El fallo de la CIJ es definitivo, es la máxima instancia  y no hay otro tribunal de apelación. No hay forma de volver a acudir a lo legal para  reclamar una salida soberana al mar. Ojalá que el fallo hubiera sido favorable, pero por una parte está bien,  porque  nos crea un escenario absoluto en el que no podemos relativizar nada.    

Es favorable porque es hora de que como bolivianos nos acostumbremos a la idea. No importa como nos lo planteemos, tenemos que acostumbrarnos a la idea de que esto no va a suceder más.

Tenemos que pensar  que desde 1879  han pasado muchísimas cosas en el mundo. Han caído imperios,  han surgido y caído ideologías, han cambiado las  fronteras, han aparecido y desaparecido países y la gente  se adapta, sigue existiendo y  viviendo. Y sin embargo en Bolivia   seguimos escuchando mensajes que no llevan a ninguna parte. No vamos a recuperar el mar por medio de la confrontación con Chile.

Desde el fallo de la Haya han pasado muchas cosas, prácticamente de inmediato empezó la campaña electoral, las elecciones, la caída de Evo Morales y ahora el coronavirus que nos va cambiar a toda la humanidad. No tuvimos tiempo para reflexionar sobre lo que sucedió en la Haya. Lo ocurrido fue real y los bolivianos debemos pensar que si queremos un acceso al mar este no va a ser soberano. El acceso  tiene que ser negociando y como buenos países  vecinos tenemos  que ver y utilizar los instrumentos internacionales disponibles  para  acceder al mar tal como esta planteado actualmente.

Tenemos un Tratado    de Paz de 1904 que nos asegura el libre tránsito hacia la costa.

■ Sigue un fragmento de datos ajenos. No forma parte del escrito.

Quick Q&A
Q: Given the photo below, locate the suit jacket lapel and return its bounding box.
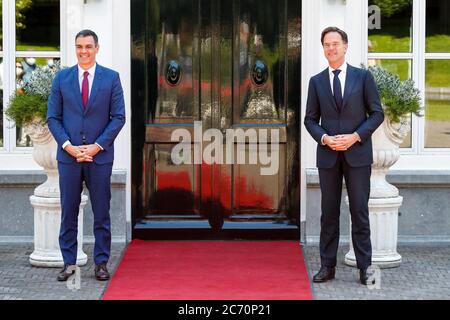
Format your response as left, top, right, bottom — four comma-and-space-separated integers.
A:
322, 68, 338, 111
342, 65, 356, 110
71, 65, 84, 110
84, 63, 102, 114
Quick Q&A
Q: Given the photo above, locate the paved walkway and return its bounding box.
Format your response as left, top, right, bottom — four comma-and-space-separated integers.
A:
0, 244, 450, 300
304, 244, 450, 300
0, 244, 125, 300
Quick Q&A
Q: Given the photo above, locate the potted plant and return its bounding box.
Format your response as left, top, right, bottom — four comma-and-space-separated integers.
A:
368, 66, 422, 198
5, 62, 87, 267
345, 66, 422, 268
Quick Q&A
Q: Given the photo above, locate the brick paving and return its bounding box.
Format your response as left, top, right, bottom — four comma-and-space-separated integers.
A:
303, 244, 450, 300
0, 243, 450, 300
0, 243, 125, 300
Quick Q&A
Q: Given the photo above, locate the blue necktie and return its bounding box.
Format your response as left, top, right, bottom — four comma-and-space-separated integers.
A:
333, 69, 342, 112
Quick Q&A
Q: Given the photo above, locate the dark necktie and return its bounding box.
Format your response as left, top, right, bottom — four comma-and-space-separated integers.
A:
333, 69, 342, 112
81, 71, 89, 109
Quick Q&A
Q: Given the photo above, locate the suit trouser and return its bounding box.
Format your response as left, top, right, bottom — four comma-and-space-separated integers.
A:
58, 162, 112, 265
319, 152, 372, 269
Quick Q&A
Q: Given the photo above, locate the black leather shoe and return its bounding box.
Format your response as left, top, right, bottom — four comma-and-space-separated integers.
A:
95, 263, 110, 281
359, 268, 375, 285
57, 264, 77, 281
313, 267, 336, 282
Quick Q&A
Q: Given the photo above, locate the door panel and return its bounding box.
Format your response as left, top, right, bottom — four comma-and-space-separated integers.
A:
132, 0, 301, 235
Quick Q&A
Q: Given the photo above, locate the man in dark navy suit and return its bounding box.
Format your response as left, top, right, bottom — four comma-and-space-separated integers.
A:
47, 30, 125, 281
304, 27, 384, 284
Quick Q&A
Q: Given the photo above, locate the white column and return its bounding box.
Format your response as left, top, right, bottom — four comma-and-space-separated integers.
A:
26, 124, 88, 267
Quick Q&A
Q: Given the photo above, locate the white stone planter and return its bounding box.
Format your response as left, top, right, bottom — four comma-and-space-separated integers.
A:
25, 123, 88, 267
345, 118, 410, 268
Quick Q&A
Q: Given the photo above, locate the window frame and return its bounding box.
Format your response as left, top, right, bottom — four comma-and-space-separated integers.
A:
365, 0, 450, 155
0, 0, 62, 154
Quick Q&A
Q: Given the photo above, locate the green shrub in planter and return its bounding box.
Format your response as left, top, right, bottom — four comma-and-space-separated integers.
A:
363, 66, 422, 123
5, 62, 60, 127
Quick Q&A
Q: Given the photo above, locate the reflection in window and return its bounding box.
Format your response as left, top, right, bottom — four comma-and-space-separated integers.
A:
16, 0, 60, 51
16, 57, 59, 147
368, 0, 413, 52
426, 0, 450, 52
369, 59, 412, 148
425, 60, 450, 148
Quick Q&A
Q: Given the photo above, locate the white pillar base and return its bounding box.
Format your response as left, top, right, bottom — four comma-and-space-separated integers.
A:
344, 196, 403, 268
29, 195, 88, 268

No fue implementado correctamente y debemos ver que se lo haga.

Hay muchos instrumentos importantes que nos hemos revisado, como los del Naciones Unidas para los países sin costa. A estos  no  les hemos prestado atención  porque estamos enfocados en que  algún día y de alguna manera vamos a poder llegar al Pacífico  a través del territorio boliviano y obligando a Chile que nos devuelva el mar. 

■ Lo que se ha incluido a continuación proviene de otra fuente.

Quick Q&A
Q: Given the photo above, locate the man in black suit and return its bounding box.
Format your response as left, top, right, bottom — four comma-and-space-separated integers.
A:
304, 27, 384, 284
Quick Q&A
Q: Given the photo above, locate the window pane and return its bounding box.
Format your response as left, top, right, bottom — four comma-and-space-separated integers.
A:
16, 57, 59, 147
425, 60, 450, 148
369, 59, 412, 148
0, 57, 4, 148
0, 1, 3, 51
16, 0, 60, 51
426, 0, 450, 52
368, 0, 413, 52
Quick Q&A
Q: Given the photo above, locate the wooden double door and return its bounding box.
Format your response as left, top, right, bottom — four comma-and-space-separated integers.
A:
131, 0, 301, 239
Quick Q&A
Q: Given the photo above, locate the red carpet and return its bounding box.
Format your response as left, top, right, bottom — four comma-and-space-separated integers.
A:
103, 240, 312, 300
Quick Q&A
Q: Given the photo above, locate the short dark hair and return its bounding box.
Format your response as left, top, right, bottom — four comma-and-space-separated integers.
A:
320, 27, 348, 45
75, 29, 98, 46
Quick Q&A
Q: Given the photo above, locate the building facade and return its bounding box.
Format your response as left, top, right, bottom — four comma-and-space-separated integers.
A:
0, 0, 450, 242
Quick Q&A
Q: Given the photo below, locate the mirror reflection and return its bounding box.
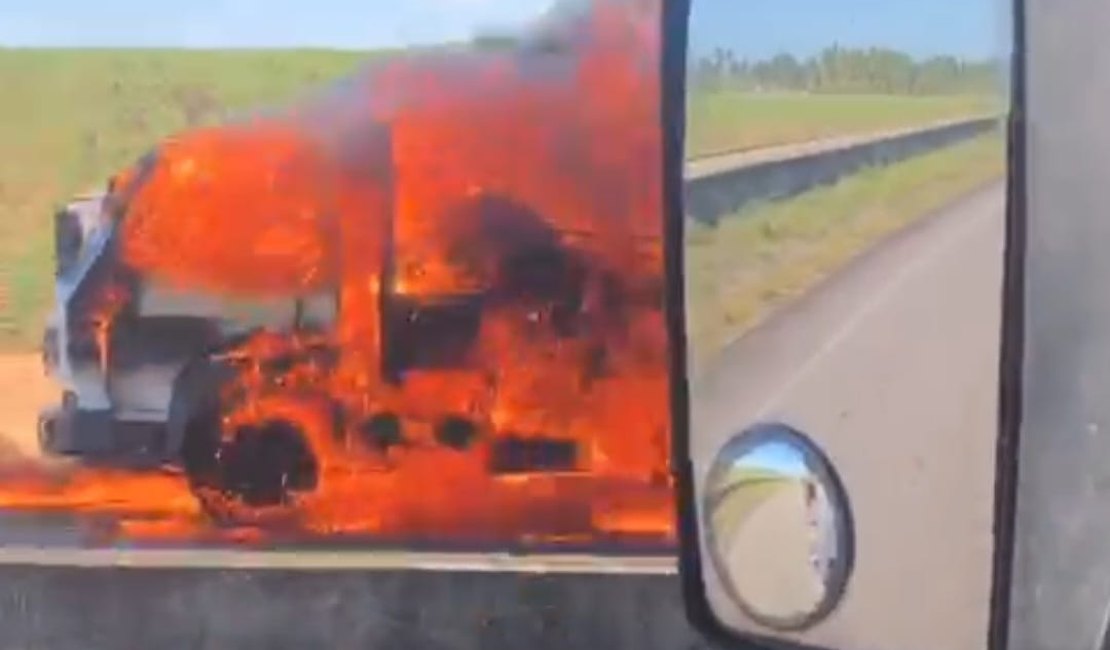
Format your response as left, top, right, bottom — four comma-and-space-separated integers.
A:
684, 0, 1009, 650
705, 425, 852, 629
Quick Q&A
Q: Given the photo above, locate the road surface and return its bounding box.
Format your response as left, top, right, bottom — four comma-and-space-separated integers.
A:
692, 180, 1003, 650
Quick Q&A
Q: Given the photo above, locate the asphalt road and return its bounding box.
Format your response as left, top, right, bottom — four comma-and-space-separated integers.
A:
692, 185, 1003, 650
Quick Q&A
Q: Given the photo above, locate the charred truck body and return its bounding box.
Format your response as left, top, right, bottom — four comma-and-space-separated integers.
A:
40, 2, 672, 540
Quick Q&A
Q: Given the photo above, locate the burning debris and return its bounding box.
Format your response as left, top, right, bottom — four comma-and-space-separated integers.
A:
0, 0, 674, 546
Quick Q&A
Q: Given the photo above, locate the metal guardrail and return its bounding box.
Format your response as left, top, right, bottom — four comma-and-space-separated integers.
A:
685, 115, 1001, 223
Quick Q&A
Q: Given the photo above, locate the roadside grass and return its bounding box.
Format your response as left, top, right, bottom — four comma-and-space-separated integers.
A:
686, 91, 1001, 156
0, 48, 999, 351
686, 132, 1005, 367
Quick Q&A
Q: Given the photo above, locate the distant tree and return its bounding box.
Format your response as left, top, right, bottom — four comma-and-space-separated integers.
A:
690, 43, 1005, 94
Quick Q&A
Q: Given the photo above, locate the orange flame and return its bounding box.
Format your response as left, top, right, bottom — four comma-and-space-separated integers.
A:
0, 0, 674, 546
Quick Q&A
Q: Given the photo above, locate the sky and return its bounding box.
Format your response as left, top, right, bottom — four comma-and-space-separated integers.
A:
736, 440, 810, 477
0, 0, 1005, 58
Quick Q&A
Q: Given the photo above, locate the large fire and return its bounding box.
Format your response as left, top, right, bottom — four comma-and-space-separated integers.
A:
0, 0, 674, 547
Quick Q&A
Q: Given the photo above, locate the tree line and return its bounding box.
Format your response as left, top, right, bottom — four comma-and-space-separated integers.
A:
689, 45, 1002, 95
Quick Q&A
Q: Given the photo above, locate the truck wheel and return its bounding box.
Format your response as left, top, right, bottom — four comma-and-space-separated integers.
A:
170, 359, 319, 526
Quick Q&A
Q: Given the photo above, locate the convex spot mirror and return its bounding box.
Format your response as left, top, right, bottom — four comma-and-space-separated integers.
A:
702, 425, 852, 630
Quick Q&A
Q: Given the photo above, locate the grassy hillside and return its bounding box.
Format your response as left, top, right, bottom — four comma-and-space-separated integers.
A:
0, 49, 994, 348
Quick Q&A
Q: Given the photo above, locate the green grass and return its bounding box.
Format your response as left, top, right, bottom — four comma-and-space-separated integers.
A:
686, 91, 999, 156
686, 133, 1005, 364
0, 49, 999, 349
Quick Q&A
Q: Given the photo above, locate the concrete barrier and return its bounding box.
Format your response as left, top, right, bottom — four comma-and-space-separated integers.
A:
686, 115, 1000, 223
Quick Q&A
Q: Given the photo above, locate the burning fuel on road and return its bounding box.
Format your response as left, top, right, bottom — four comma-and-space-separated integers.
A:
0, 0, 675, 548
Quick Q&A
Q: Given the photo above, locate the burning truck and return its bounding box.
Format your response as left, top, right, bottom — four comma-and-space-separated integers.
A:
40, 0, 673, 542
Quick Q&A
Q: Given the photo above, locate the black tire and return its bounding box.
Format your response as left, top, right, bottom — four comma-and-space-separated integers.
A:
168, 358, 317, 526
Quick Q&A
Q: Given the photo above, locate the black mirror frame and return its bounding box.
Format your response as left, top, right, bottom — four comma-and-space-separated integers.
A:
663, 0, 1027, 650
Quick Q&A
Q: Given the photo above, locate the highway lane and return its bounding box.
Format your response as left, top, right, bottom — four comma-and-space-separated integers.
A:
692, 180, 1003, 650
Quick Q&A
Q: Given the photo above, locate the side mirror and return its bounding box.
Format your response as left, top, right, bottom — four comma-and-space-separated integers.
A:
676, 0, 1022, 650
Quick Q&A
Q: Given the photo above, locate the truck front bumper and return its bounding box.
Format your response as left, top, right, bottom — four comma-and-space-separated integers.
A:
38, 393, 165, 460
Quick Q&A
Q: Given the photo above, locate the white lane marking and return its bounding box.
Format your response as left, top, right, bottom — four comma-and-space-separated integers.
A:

Tenemos que sacarnos ese chip de la cabeza y pensar que en el mundo han pasado y se han resuelto muchas cosas. Debemos    pensar que tenemos que llegar al mar a través de puertos chilenos,  con tratados internacionales, bilaterales, multilaterales etc. Ese es el camino.

 

TIPS

El mar  ante la  CIJ

 La demanda boliviana ante el  Tribunal de La Haya se presentó en 2013 y -contrademandas de por medio-   fue resuelta mediante el fallo del 1 de octubre de 2018.

2013

El 24 de abril, Bolivia presentó ante la CIJ de La Haya la demanda contra Chile por una salida soberana al Pacífico. El agente Rodríguez Veltzé y el entonces canciller Choquehuanca lideraron la representación.

2014

El 15 de abril, Bolivia presentó su memoria de más de 200 páginas ante la Corte Internacional de Justicia. El 15 de julio, Chile impugnó la competencia de La Haya para conocer la demanda boliviana.

2015

Del 4 al 8 de mayo, Bolivia y Chile expusieron  sus alegatos orales. Por amplia mayoría, el 24 de septiembre la CIJ rechazó la impugnación de Chile y se declaró competente en la demanda boliviana.

2016

El 6 de junio, Chile demandó a Bolivia en La Haya por uso de las aguas  fronterizas del Silala.  Meses antes Bolivia anunció  que acusaría a Chile ante la CIJ por uso indebido del caudal.

2018

En marzo concluyeron los argumentos orales que presentaron los equipos jurídicos tanto de   Bolivia como de  Chile ante el tribunal de  la Corte de La Haya. La CIJ analizó el caso durante siete meses y emitió su fallo el 1 de octubre.

1-O

El fallo de la CIJ estableció que Chile no tiene ninguna obligación de negociar con Bolivia un acceso soberano a la costa del Pacífico. La determinación causó cierta desilusión  en los bolivianos.